Stromkreis überlastet
Die Limitierung der Einspeiseleistung ist sicherheitstechnisch begründet, denn bei höheren Stromflüssen könnten Stromkreise der Hausinstallation überlastet werden. Für grössere Solarstromanlagen ist daher ein regulärer Anschluss über einen separaten Einspeisepunkt vorgeschrieben.

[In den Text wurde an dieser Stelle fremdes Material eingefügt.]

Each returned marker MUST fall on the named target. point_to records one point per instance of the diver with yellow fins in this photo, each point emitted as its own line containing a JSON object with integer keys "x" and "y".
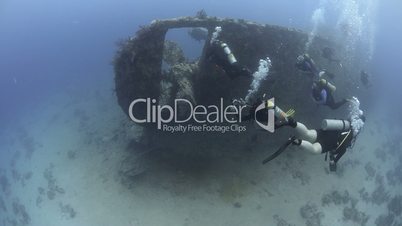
{"x": 333, "y": 138}
{"x": 221, "y": 55}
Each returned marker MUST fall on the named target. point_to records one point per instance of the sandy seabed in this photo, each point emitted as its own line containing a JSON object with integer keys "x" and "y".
{"x": 79, "y": 162}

Bürokratische Hürden reduziert
Mit dem sogenannten „Solarpaket 1“ der deutschen Bundesregierung wurden jüngst auch bürokratische Hürden reduziert (siehe ee-news.ch vom 29.4.24 >>). Bisher mussten die Module beim örtlichen Netzbetreiber angemeldet werden. In Zukunft reicht eine Registrierung beim Marktstammdatenregister der Bundesnetzagentur aus. Im Vergleich zu fest installierten Dachanlagen soll der Vorgang zudem auf wenige Angaben beschränkt sein.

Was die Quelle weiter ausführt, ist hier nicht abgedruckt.